I spent a day planting in the summer, and enjoyed it immensely. Knowing the garden raises food for area food banks and soup kitchens helped make the work more rewarding, but the Giving Garden's excellent organization and planning made it easy to do. I worked with two fellow employees weeding a plot and planting beans and squash. I'm not an experienced gardener, but I actually learned a lot working with Ernie and at the Giving Garden. I'm looking forward to returning to help out more.
My father and I discovered the Giving Garden at Wagner Farm last week. I spend Thursdays with my father who now lives a few miles from the farm at an assisted living facility due to his Alzheimer's/Dementia. He and I became volunteers and spent a fabulous afternoon together at the garden, spreading manure, pulling weeds and, when my father grew too weary we sat together sketching and painting a watering can. My father has always wanted to serve his community. It is difficult to find ways for him to serve. The garden provides the opportunity for us to spend time together working in the sun, laughing and talking, while also being of service to our community. The interaction with the other volunteers is uplifting. I am grateful.
One of the Wagner Farm Arboretum Foundation's projects is the Community Garden, where garden plots are available for rent by individuals, families or groups. This gardening opportunity helps people with fresh vegetables, a healthy lifestyle, and interpersonal relationships.
But even more important is the Giving Garden. This is a portion of the Community Garden that has been set aside for volunteers to cultivate and grow vegetables for others. I have been a volunteer for several years, working with my Rotary Club to grow vegetables in first one, then two, and then four plots, each 4 feet by 40 feet.
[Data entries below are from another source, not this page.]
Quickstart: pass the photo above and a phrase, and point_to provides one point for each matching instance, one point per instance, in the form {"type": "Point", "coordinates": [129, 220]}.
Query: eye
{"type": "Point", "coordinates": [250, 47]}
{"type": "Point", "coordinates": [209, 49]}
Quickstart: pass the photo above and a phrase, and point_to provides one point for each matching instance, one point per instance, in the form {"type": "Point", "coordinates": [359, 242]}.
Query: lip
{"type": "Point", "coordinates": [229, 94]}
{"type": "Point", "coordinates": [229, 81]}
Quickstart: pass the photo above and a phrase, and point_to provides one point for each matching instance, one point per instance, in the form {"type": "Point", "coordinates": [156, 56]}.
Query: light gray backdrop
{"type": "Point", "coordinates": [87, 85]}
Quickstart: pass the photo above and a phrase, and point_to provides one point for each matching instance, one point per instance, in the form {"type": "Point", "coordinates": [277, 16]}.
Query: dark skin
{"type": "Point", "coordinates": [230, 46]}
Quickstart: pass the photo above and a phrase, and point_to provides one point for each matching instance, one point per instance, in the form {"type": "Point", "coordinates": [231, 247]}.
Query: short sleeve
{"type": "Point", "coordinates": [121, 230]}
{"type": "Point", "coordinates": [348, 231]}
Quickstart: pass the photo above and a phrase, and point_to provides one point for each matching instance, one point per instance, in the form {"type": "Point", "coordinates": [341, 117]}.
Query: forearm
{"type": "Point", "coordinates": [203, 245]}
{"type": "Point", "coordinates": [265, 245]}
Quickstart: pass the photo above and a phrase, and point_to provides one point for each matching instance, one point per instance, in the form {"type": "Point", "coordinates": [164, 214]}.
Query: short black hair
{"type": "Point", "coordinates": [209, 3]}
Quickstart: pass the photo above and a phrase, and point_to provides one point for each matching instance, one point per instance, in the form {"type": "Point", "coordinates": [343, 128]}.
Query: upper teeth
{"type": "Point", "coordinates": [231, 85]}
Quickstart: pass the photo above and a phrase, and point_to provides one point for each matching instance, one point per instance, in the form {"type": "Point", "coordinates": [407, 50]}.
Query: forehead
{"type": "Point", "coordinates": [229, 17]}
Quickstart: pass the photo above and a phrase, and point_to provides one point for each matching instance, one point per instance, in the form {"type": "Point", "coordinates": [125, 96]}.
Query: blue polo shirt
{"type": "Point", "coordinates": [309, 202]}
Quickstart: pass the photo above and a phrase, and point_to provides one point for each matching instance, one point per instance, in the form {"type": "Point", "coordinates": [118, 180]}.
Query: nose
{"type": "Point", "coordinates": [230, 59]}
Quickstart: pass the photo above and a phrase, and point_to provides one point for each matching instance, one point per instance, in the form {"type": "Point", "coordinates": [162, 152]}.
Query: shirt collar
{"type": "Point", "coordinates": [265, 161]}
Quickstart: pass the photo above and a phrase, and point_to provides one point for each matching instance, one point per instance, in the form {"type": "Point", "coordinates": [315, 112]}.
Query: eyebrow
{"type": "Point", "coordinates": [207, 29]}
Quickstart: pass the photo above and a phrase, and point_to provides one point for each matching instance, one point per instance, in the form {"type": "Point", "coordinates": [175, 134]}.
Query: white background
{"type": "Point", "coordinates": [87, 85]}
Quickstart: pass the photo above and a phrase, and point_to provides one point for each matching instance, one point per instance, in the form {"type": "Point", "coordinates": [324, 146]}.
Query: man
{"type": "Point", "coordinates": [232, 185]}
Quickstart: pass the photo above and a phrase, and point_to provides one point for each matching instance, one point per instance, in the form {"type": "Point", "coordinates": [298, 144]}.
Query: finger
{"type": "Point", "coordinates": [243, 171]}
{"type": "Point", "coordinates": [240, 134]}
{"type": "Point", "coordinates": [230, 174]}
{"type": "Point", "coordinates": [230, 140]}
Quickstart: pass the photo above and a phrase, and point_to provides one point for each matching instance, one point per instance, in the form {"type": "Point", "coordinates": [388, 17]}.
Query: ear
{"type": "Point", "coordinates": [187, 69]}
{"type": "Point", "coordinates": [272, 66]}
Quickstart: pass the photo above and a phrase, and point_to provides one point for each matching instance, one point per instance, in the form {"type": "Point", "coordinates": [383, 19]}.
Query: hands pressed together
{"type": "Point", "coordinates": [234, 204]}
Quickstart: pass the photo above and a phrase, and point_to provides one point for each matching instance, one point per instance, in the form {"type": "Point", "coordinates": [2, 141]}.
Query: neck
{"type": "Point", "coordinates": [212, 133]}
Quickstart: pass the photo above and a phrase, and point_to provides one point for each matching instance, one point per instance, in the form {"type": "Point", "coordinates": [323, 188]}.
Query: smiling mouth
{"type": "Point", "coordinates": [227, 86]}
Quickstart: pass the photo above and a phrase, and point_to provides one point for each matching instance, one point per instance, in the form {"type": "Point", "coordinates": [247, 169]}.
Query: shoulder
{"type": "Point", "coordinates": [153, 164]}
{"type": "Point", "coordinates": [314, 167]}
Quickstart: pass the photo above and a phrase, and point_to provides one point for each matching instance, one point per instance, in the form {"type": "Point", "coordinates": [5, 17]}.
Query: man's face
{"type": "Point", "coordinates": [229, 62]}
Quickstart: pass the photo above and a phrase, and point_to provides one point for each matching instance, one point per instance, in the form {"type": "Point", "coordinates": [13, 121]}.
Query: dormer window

We've built raised beds with other volunteers, enhanced soil with compost and manure, planted seeds, weeded like cracy, watered through the hot summer, and then enjoyed the harvest time. Hundreds and hundreds of pounds of carrots, beets, tomatoes, green beans, squash, and other vegetables came from our plots and went to food pantries in our area, including the StarFish Food Pantry that we also support.
We could not have done it without the Giving Garden, and we would not have the Giving Garden were it not for the great folks at the Wagner Farm Aroboretum.
I was attracted to the Community Garden specifically because it included a Giving Garden. My husband and I started by 'adopting' one, then two plots, growing vegetables for several food banks. We have since become involved in the distribution of produce to four additional clients, including two soup kitchens in local urban communities. The numbers of people fed daily by these locations number in the hundreds.
I have been working with WFAF on their Giving Garden project. The aim is to raise organically They have been in opoeration for about 5 years. At times there are scores of volunteers tending the garden and picking vegetables. This year they donated over 12,000 pounds of fresh vegetables. Over the past 5 years over 52,000 pounds!